December 13, 2017
On the 80th anniversary of The Rape of Nanking, I talk about my recent #ComfortWomen in China article (click here to read it) with the lovely Nuala McGovern on the show BBC Outside Source. Interview starts at 30’00.
Link to the interview is here (Link is live for 1 week only – there’s video recording of the audio below): http://www.bbc.co.uk/programmes/w172vrb765lwmy0
For the first time, I share about feeling guilty and haunted over publishing the stories too late — most of the survivors I have interviewed have sadly passed away. Reporting on these survivors of historical sex slavery has profoundly impacted me. It has changed my life — meeting these women who suffered so much during the war inspired me to continue reporting on the issue of human trafficking and human rights violations. For many years these elderly women in their twilight years have fought for a sincere apology that brings healing. The Japanese government has yet to bring closure through that kind of direct unequivocal apology and has yet to take full legal and moral responsibility for enslaving these girls (this is child sex trafficking) and women before and during WWII. Closure, healing, and reconciliation are urgently needed.
Here’s a video of the audio recording of the show on #BBCWorldService interview:
Wartime sex slaves still emerging in China, but some will take secret to the grave
Surviving ‘comfort women’ and their children pledge to continue fight for apology and compensation for suffering at hands of Japanese military
By Sylvia Yu
In the 12 months leading up to Wednesday’s 80th anniversary of the start of the Nanking massacre, a researcher in the city discovered two previously unknown Chinese survivors of forced sexual slavery organised by the Japanese military.
Liu Guangjian, from the Memorial Hall for Victims in Nanjing Massacre by Japanese Invaders, has been researching the “comfort women” issue for the two-year-old, government-run Comfort Women Museum in Nanjing.
He said there were only 15 Chinese survivors left, the last of the comfort women who had testified publicly in China. He visited seven in Hainan last year, but two had since died.
Liu said two new survivors had come forward in the past year to testify of their suffering in Japanese military brothels.
“One was from Hunan, another one was in Zhejiang,” he said. “The women didn’t even know they were comfort women. When these women shared their suffering with the others, people passed on their stories to the researchers. After identification by specialists, they were confirmed as comfort women.”
One survivor who testified 36 years ago, He Yuelian, still has traumatic flashbacks so intense she will scream “Get out! Get out!” day or night – 74 years after her terrifying ordeal in a Japanese military brothel.
In 1943, He, now 89, was 15 when Japanese soldiers invaded her village in Wuxiang county in Shanxi province. Two soldiers raped her. The soldiers ransacked her village and tortured and killed several men. They rounded up He and six girls and forced them to serve as sex slaves in a military brothel.

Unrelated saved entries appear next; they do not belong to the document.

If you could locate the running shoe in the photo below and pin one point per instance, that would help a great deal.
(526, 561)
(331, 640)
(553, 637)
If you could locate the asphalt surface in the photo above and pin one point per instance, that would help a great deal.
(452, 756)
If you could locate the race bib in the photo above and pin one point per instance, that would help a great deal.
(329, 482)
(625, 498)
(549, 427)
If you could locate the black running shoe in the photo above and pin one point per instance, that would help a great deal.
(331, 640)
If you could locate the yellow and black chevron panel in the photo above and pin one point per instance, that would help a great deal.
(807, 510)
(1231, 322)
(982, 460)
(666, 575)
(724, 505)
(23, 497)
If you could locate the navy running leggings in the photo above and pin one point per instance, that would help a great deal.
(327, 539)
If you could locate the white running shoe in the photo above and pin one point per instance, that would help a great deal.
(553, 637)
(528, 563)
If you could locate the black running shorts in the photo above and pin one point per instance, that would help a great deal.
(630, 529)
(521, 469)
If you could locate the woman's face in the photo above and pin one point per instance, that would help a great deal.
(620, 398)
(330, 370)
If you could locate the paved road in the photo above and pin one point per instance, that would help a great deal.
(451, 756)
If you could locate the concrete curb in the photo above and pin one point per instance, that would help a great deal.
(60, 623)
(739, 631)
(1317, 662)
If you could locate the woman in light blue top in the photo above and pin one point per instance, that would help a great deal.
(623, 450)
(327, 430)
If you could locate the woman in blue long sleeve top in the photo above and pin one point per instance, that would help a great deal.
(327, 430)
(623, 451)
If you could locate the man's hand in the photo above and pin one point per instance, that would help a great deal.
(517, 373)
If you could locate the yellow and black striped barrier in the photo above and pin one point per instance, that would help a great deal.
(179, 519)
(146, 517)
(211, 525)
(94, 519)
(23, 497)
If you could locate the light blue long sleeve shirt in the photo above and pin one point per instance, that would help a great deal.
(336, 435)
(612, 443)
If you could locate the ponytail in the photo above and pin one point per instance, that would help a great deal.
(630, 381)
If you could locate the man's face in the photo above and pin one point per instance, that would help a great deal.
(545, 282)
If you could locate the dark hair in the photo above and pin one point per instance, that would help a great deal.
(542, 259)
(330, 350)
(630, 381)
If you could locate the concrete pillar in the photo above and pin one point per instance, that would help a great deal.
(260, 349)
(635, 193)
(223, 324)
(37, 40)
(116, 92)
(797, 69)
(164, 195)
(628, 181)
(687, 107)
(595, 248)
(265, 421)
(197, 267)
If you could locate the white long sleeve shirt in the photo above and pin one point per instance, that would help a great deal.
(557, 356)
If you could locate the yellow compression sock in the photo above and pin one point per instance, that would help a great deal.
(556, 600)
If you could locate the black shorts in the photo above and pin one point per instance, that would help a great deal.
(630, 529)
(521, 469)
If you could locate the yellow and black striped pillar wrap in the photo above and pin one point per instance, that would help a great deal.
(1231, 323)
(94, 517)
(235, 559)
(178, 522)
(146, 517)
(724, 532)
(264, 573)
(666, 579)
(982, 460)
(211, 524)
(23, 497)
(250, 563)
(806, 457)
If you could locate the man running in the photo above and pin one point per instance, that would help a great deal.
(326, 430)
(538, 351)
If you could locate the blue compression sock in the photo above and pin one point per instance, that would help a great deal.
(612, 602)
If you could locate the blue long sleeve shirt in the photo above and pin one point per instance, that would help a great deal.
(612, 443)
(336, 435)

“I was bleeding [from the rapes] but that did not stop the raping and torture from the Japanese soldiers,” she said, her leathery face contorted in an angry scowl.
The Japanese military used the euphemism comfort women to describe the girls and women rounded up or trafficked from all over the Asia-Pacific and forced into prostitution to comfort soldiers in military brothels called comfort stations. There were more than 1,000 comfort stations in China alone, mostly on the front lines of war. Scholars say up to 400,000 girls and women were trafficked in the highly organised military sexual slavery system.
The Japanese military set up the first comfort women stations in Shanghai in 1931 and went on to establish military brothels across China and East and Southeast Asia during the second world war.
Due to He’s constant bleeding, she was sent home after new Chinese girls were forced into the comfort station. But she was captured again and forced to serve in another military brothel for two months.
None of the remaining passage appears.